Not super promising. I'll use an optional argument to limit the amount of information.

In [14]:
reader.readtext(image, detail=0)

['KirkPatrick Marketing Co.',
 'INVOICE',
 '851 Emnly Crive',
 'Columbix, SC 79201',
 '603-931-7624',
 'Invoice #2034',
 'Decem ber 71,2023',
 'BILL TO',
 'Marie',
 'Pue',
 'ZUu',
 'Huol',
 'Avenve',
 'Atloneo',
 'GA 50309',
 '402 ,71 10J4',
 'BESCRIPTION',
 'HOURS',
 'RATE',
 'AMOUNT',
 'Laundrv Services LoRe Desien',
 '310G',
 '8200',
 'Inseagram 3aci01 Asscts',
 '3100',
 '8300',
 'Your total amount due is . Thank',
 'you s0 much for your business_',
 'MiovE CuY quesiOi',
 'UbJu YCI',
 'Mnyuae',
 'Jieuse CoCLL Juctte',
 'mOun: duc',
 'doy',
 'Ucouris Ad fci',
 '95YICE - Ies',
 '1096',
 'McnGF Rdre',
 'Cnece',
 '{kPOliL< Marceling Co',
 'MyoL',
 'Po,abr']

This is a lot worse than the pytesseract version for a couple of reasons.
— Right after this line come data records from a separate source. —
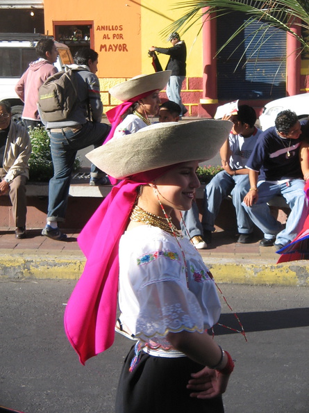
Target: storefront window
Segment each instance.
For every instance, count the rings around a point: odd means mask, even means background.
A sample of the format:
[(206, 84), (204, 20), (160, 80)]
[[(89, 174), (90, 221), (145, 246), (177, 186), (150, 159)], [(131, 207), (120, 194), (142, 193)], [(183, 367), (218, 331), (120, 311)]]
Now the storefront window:
[(93, 26), (83, 22), (55, 22), (55, 40), (67, 44), (71, 53), (75, 53), (81, 47), (91, 47)]

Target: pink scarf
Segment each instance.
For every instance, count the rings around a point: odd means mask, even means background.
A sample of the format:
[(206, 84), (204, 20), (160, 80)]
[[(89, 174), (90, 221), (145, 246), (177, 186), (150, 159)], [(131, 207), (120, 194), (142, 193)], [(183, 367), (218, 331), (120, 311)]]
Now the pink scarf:
[(156, 92), (156, 90), (157, 90), (157, 89), (155, 89), (154, 90), (149, 90), (149, 92), (146, 92), (146, 93), (142, 93), (141, 95), (135, 96), (129, 100), (124, 102), (117, 106), (115, 106), (115, 108), (112, 108), (112, 109), (110, 109), (106, 112), (106, 116), (108, 117), (110, 122), (112, 124), (112, 129), (110, 129), (108, 137), (104, 140), (103, 145), (107, 143), (108, 140), (110, 140), (110, 139), (112, 138), (117, 127), (122, 122), (122, 116), (124, 115), (126, 111), (131, 108), (134, 103), (138, 102), (144, 97), (147, 97), (147, 96), (149, 96), (149, 95), (151, 95), (151, 93), (153, 93), (153, 92)]
[(114, 342), (119, 243), (129, 222), (136, 190), (175, 165), (137, 174), (114, 186), (85, 226), (78, 244), (87, 258), (65, 314), (67, 338), (82, 364)]

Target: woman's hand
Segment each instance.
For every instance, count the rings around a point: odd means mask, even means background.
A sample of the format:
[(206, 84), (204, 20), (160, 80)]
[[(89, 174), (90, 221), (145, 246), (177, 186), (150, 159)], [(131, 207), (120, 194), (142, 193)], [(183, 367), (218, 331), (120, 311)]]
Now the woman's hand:
[(307, 181), (309, 179), (309, 172), (303, 174), (303, 180), (306, 181)]
[(244, 202), (247, 206), (252, 206), (253, 204), (256, 204), (258, 199), (258, 194), (257, 191), (249, 191), (244, 198)]
[(187, 385), (192, 390), (190, 397), (212, 398), (224, 393), (228, 386), (230, 375), (218, 373), (216, 370), (204, 367), (197, 373), (193, 373)]

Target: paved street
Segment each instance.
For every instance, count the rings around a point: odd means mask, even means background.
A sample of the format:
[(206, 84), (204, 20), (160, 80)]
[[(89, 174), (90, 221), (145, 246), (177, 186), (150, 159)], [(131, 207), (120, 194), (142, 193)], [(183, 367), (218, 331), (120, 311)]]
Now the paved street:
[[(0, 281), (0, 405), (26, 413), (112, 413), (121, 365), (131, 342), (117, 334), (107, 352), (85, 367), (79, 364), (62, 327), (74, 284)], [(220, 287), (249, 340), (226, 329), (217, 332), (217, 342), (237, 360), (224, 396), (226, 413), (308, 413), (308, 288)], [(236, 326), (226, 306), (222, 323)]]

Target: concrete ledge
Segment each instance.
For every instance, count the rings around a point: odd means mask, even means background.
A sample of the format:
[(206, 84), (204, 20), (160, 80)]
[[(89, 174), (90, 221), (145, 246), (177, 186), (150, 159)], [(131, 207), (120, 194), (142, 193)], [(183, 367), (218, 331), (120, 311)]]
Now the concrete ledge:
[[(29, 182), (26, 186), (27, 197), (48, 197), (48, 183)], [(69, 187), (69, 195), (72, 197), (97, 197), (102, 198), (107, 196), (112, 189), (112, 185), (104, 186), (90, 186), (87, 184), (72, 184)]]
[[(275, 257), (276, 259), (277, 257)], [(249, 285), (309, 286), (308, 261), (276, 265), (274, 259), (224, 259), (203, 257), (218, 283)], [(35, 251), (0, 254), (0, 280), (78, 280), (85, 259), (80, 252), (72, 254), (36, 254)]]

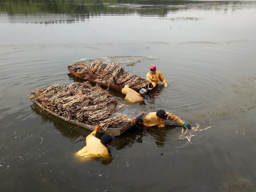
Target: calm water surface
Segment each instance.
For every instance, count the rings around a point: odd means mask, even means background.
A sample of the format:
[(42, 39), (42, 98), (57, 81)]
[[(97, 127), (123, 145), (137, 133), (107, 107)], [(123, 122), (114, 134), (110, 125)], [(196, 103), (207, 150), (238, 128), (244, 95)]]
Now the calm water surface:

One, it's less accurate. Two, the text is more chopped up, which would make it extremely difficult to identify an address. I'll try it on another image before I settle on the pytesseract library for this project.

In [15]:
filepath = os.path.join('examples/', old_data[7]['file'])
image = cv2.imread(filepath)
reader.readtext(image, detail=0)

['East Repair Inc_',
 '1912 Harvest Lane',
 'New York; NY 12210',
 'BILL TO',
 'SHIP TO',
 'INVOICE #',
 'US-001',
 'John Smith',
 'John Smith',
 'INVOICE DATE',
 '11/02/2019',
 'Court Square',
 '3787 Pineview Drive',
 'Po#',
 '2312/2019',
 'New York; NY 12210',
 'Cambridge',
 'MA 12210',
 'DUE DATE',
 '26/02/2019',
 'Invoice Total',
 'S154.06',
 'QTY',
 'DESCRIPTION',
 'UNIT PRICE',
 'AMOUNT',
 'Front and rear brake cables',
 '100.00',
 '100.00',
 'New set of pedal arms',
 '15.00',
 '30.00',
 'Labor 3hrs',
 '5.00',
 '15.00',
 'Subtotal',
 '145.00',
 'Sales Tax 6.25%',
 '9.06',
 'KmSwhh',
 'TERMS & CONDITIONS',
 'Payment is due within 15 days',
 'Please make checks payable to: East Repair Inc_']

This is still worse. I could spend time optimizing this model, but I would rather optimize the pytesseract model which has better performance from the start.